Feds comb investment firm’s office for dealings

A court-appointed receiver, aided by a locksmith, but not locked-out owner Philip Rand Lochmiller, got into the offices of Valley Investment on Thursday.

Lloyd Quesenberry of the Grand Junction law firm Rider and Quesenberry waited outside the building at 1445 N. Seventh St.  until the locksmith opened the door, and he didn’t go in until federal agents arrived to survey the interior.

Valley Investment’s fax machine had gone long unanswered. Faxed messages filled the incoming tray, and a device that warned the fax machine was out of paper could be heard beeping incessantly through the glass front door.

It could be seen from the ground that a battery of three Breezair swamp coolers on Valley’s roof had yet to be hooked up for summer use.

While Quesenberry was inside the Valley offices for the first time, the receivership put up a Web site, valleymortgagereceivership.com, aimed at informing investors and others about the status of the company.

Rider and Quesenberry were appointed May 29 to look after Valley’s affairs after Colorado Securities Commissioner Fred Joseph sued the company and obtained an order halting the sale of unregistered securities.

Rider has estimated Valley investors are out $20 million, if not more, since Lochmiller left the business two weeks ago.

The Federal Bureau of Investigation is investigating and has set up an investor’s hotline at 303-575-7012. Investors who call are to receive questionnaires from the FBI.

Rider and Quesenberry are just starting to get a sense of the dealings of Valley Investment and hope to hire a forensic accountant to get a better understanding of the company’s dealings, Rider said.

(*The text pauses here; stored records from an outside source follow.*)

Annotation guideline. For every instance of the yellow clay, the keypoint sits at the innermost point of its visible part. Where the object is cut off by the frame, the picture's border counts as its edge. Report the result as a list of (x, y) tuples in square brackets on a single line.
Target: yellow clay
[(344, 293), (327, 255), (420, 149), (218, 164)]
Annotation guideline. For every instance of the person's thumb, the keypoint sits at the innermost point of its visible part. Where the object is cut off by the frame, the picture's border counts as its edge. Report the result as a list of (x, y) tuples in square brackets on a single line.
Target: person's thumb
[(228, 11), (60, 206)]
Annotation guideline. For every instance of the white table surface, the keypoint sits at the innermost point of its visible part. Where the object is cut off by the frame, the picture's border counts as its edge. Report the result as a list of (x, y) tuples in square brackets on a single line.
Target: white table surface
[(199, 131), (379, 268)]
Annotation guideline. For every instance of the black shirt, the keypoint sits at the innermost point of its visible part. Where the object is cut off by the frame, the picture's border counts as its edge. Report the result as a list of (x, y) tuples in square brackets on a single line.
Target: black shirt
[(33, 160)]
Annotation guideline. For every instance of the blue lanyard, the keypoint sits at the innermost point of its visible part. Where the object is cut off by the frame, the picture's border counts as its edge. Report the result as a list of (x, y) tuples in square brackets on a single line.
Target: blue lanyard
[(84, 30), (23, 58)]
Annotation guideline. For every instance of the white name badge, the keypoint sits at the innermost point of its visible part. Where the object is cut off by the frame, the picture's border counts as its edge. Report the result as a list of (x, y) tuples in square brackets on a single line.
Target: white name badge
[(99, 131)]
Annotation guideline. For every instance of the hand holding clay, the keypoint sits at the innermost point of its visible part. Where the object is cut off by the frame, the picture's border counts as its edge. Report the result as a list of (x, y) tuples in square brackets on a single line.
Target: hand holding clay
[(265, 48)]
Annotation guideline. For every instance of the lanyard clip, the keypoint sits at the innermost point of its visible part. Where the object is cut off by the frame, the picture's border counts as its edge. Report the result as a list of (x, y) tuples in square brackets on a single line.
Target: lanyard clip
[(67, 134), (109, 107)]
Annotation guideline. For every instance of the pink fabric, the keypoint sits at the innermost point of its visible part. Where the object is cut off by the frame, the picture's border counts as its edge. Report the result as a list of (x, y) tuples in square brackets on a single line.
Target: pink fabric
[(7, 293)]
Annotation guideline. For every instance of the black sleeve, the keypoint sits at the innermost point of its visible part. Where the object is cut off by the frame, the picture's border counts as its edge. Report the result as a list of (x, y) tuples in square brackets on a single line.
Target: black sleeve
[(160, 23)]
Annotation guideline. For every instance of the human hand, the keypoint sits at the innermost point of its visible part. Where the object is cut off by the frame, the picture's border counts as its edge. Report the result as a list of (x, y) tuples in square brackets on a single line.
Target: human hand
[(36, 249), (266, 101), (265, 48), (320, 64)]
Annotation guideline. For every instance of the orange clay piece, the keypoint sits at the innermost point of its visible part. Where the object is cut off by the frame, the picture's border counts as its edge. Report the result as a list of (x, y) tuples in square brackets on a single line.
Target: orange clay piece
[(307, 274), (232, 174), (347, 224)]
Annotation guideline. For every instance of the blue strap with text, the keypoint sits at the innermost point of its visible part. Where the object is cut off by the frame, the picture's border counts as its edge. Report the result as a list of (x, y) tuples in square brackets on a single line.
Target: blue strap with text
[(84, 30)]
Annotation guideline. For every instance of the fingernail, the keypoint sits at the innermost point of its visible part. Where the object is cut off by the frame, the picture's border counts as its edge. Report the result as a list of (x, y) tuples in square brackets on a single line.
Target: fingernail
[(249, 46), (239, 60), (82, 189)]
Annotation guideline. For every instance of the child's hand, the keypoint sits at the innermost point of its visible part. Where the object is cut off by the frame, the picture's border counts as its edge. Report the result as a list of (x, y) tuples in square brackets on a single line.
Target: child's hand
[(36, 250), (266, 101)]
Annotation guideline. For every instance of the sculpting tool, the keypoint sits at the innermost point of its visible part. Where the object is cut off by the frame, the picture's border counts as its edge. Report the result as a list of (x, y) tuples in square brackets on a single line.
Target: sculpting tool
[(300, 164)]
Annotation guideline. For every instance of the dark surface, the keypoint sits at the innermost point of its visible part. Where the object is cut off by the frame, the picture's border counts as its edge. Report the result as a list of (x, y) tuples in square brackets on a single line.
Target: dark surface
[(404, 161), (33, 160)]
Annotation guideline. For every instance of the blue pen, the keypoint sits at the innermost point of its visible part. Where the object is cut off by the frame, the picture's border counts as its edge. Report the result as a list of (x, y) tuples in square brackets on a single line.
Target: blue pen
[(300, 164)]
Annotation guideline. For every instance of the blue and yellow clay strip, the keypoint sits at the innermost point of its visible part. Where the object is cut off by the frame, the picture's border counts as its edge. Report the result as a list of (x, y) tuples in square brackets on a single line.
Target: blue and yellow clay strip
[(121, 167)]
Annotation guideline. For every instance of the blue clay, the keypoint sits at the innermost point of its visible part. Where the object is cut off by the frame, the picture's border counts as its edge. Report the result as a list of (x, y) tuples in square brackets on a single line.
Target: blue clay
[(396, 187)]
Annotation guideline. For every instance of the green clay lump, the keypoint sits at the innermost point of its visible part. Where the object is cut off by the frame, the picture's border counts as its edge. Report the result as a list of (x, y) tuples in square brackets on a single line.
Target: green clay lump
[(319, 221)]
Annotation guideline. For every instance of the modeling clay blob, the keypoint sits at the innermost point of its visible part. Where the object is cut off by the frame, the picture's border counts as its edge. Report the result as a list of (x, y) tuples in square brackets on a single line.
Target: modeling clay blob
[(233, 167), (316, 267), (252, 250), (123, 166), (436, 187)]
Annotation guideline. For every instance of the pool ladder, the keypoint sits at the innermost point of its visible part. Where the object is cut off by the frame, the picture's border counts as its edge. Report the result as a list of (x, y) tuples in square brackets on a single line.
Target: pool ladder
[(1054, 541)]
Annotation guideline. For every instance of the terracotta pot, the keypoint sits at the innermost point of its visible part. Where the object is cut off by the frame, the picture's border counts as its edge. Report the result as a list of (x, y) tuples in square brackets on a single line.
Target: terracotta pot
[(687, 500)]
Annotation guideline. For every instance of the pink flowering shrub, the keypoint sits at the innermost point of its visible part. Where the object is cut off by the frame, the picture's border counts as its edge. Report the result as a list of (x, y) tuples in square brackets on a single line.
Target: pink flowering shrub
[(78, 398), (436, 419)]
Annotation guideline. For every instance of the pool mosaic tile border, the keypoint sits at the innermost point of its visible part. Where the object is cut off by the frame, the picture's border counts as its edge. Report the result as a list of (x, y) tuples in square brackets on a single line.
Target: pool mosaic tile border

The receivership isn’t scheduled to report back to Denver district court until August.

Quesenberry said the interior of Valley was unremarkable, with plat maps hung on the walls of some of the offices.

Valley is known to have low-income-housing projects in Colorado, Utah and Idaho.

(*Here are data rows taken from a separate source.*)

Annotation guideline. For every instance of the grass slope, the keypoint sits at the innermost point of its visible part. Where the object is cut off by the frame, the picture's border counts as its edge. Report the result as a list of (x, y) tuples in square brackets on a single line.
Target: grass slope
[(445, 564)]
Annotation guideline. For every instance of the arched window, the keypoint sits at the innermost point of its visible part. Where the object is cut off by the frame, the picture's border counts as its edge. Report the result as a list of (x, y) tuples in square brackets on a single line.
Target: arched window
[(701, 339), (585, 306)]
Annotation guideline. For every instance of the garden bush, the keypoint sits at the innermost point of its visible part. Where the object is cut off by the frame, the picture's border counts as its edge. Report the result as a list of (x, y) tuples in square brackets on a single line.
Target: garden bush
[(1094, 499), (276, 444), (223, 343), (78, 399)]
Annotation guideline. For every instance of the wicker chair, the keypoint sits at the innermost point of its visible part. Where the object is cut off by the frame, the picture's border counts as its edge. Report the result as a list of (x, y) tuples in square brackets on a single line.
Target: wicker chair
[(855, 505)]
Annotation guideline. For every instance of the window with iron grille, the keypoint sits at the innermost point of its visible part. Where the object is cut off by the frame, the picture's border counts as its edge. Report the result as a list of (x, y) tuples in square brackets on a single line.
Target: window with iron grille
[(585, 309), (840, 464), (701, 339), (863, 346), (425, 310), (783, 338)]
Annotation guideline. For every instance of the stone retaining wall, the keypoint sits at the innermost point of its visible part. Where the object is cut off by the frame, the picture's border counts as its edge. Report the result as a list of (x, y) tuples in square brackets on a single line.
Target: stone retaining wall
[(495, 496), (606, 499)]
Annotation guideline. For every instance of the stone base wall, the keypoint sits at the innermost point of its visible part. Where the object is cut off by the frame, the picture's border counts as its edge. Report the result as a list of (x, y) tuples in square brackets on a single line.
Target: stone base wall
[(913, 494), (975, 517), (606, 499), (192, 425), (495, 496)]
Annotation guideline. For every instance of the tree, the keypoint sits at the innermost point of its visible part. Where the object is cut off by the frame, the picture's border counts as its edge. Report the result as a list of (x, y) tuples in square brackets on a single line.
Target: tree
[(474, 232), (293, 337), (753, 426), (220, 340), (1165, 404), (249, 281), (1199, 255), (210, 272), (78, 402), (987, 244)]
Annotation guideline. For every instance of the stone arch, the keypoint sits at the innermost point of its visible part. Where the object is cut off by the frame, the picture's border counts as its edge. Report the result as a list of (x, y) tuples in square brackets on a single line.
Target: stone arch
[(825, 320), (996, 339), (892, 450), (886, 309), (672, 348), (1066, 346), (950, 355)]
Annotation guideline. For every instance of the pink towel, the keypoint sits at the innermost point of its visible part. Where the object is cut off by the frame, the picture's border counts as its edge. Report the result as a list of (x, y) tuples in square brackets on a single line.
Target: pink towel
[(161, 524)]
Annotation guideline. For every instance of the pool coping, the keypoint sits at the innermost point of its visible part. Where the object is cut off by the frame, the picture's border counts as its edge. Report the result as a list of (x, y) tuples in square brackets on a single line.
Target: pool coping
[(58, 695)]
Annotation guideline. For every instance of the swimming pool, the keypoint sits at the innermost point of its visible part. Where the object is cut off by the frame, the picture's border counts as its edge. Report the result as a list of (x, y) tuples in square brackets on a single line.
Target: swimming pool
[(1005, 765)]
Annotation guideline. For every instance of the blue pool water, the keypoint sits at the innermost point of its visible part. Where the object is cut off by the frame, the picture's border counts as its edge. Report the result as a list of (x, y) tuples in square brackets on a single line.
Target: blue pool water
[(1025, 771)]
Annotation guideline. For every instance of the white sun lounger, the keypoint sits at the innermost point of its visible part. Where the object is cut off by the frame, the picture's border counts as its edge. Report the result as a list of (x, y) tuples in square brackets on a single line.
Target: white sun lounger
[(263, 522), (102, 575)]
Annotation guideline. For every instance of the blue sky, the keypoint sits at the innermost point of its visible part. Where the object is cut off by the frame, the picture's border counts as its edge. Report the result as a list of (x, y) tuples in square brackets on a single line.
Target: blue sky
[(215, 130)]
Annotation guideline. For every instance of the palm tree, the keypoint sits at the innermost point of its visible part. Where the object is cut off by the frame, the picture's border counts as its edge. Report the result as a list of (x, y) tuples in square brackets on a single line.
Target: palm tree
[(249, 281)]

Several prints, from landscapes to watercolor reproductions, hung from the walls of the conference room, and the foyer had a gas fireplace and stuffed chairs.

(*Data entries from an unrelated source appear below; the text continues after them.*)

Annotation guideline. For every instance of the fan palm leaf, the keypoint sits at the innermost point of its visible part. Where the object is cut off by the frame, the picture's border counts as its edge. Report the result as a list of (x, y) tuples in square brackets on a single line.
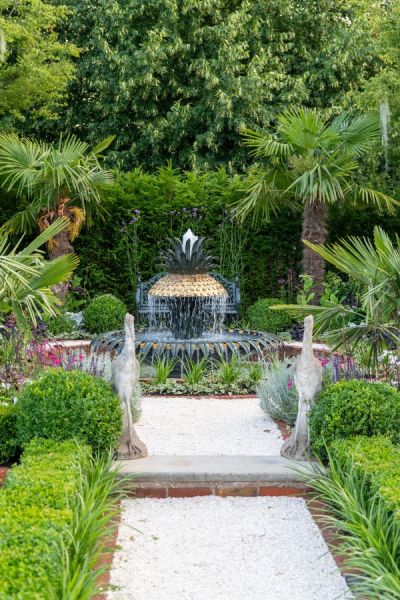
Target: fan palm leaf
[(311, 162), (26, 278), (51, 177)]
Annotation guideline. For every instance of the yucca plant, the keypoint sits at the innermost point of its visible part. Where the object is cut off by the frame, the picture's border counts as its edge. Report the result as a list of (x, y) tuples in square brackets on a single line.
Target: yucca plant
[(194, 371), (369, 533), (310, 163), (163, 367), (230, 371), (59, 180), (26, 278)]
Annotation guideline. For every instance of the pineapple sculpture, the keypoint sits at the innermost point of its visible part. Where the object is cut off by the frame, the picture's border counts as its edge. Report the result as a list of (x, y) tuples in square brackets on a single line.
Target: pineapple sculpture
[(195, 299)]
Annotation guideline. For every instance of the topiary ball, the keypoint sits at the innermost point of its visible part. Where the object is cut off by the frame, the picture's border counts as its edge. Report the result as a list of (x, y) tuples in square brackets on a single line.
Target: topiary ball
[(64, 405), (104, 313), (354, 407), (8, 432), (262, 318)]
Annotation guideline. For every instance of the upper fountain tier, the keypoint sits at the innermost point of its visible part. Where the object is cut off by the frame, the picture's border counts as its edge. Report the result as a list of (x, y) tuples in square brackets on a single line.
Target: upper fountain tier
[(187, 265)]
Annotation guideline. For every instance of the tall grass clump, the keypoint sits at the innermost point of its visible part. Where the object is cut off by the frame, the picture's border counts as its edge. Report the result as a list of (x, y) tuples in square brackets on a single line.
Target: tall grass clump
[(368, 532), (94, 521), (277, 392), (163, 368), (194, 372)]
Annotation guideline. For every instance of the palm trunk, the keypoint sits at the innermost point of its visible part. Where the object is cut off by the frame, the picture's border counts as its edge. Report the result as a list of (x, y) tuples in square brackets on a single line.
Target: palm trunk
[(63, 245), (315, 231)]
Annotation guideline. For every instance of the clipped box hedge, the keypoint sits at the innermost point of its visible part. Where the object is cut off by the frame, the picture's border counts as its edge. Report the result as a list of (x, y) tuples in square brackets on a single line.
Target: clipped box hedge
[(36, 504), (379, 459)]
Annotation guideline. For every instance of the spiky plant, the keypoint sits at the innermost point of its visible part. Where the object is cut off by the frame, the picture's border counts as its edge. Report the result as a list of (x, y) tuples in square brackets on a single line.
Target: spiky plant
[(187, 257)]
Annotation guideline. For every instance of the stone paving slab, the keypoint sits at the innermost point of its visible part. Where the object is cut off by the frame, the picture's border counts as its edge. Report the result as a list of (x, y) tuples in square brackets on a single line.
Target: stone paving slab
[(214, 468)]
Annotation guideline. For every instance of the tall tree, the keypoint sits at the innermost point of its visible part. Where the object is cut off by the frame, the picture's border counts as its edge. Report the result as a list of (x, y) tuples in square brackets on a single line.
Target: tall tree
[(178, 79), (35, 66), (311, 163), (60, 180)]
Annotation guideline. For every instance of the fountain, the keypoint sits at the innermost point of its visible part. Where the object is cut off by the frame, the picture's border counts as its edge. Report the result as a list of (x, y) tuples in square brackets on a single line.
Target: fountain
[(186, 312)]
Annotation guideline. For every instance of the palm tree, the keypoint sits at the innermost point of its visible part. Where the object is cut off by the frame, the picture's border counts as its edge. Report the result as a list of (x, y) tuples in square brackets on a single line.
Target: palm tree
[(57, 180), (375, 266), (26, 278), (311, 163)]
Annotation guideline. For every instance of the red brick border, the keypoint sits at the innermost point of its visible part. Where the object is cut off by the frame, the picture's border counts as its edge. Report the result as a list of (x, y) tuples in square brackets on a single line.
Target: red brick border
[(190, 489), (205, 396)]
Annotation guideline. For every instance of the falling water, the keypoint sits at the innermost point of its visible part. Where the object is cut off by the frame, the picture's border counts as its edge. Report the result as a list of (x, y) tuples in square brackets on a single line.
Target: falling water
[(384, 114), (188, 317)]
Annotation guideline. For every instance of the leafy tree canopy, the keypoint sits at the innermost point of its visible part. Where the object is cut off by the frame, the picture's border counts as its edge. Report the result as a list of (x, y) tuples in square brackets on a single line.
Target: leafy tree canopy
[(178, 79), (35, 66)]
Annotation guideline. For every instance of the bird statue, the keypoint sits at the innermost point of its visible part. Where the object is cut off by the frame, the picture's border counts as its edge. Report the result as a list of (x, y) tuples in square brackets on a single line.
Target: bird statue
[(308, 382), (125, 376)]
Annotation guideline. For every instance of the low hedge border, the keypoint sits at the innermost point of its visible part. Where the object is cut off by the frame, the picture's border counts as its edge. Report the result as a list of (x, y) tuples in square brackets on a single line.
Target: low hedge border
[(379, 459), (36, 513)]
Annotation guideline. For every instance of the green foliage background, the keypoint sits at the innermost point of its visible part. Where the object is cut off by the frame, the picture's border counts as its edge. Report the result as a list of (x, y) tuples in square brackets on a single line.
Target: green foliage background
[(178, 79), (35, 66), (266, 257)]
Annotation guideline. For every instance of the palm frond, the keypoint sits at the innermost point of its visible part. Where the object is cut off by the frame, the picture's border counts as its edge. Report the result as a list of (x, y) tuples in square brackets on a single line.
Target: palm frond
[(368, 196), (265, 196), (264, 145)]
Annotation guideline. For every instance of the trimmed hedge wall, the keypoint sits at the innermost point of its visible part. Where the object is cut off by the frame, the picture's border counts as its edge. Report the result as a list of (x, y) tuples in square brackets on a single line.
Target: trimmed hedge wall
[(168, 203), (35, 516), (379, 460)]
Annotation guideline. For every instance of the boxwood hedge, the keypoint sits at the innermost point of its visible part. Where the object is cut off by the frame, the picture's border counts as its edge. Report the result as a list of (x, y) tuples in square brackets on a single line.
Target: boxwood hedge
[(36, 516)]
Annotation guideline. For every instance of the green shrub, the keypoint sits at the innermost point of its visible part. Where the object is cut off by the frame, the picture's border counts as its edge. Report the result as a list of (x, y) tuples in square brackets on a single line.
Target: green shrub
[(69, 404), (379, 460), (8, 432), (367, 530), (349, 408), (104, 313), (261, 317), (36, 517), (60, 324)]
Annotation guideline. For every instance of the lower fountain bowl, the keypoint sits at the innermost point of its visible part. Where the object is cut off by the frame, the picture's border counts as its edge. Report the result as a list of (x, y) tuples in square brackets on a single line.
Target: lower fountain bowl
[(153, 344)]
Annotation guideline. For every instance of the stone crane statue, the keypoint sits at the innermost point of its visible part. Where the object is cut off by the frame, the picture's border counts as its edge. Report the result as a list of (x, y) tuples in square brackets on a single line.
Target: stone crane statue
[(308, 382), (125, 376)]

“It looks like a real office, like it’s supposed to,” Quesenberry said. “It looks legit.”

Filings by the state securities commission, however, said Lochmiller was selling unregistered securities and had failed to tell customers he had a criminal record from California.

The securities commission cited his advertisements promising guaranteed returns of 14 percent and said Lochmiller sold trust deeds to investors in $20,000 to $30,000 increments, sometimes to the same properties.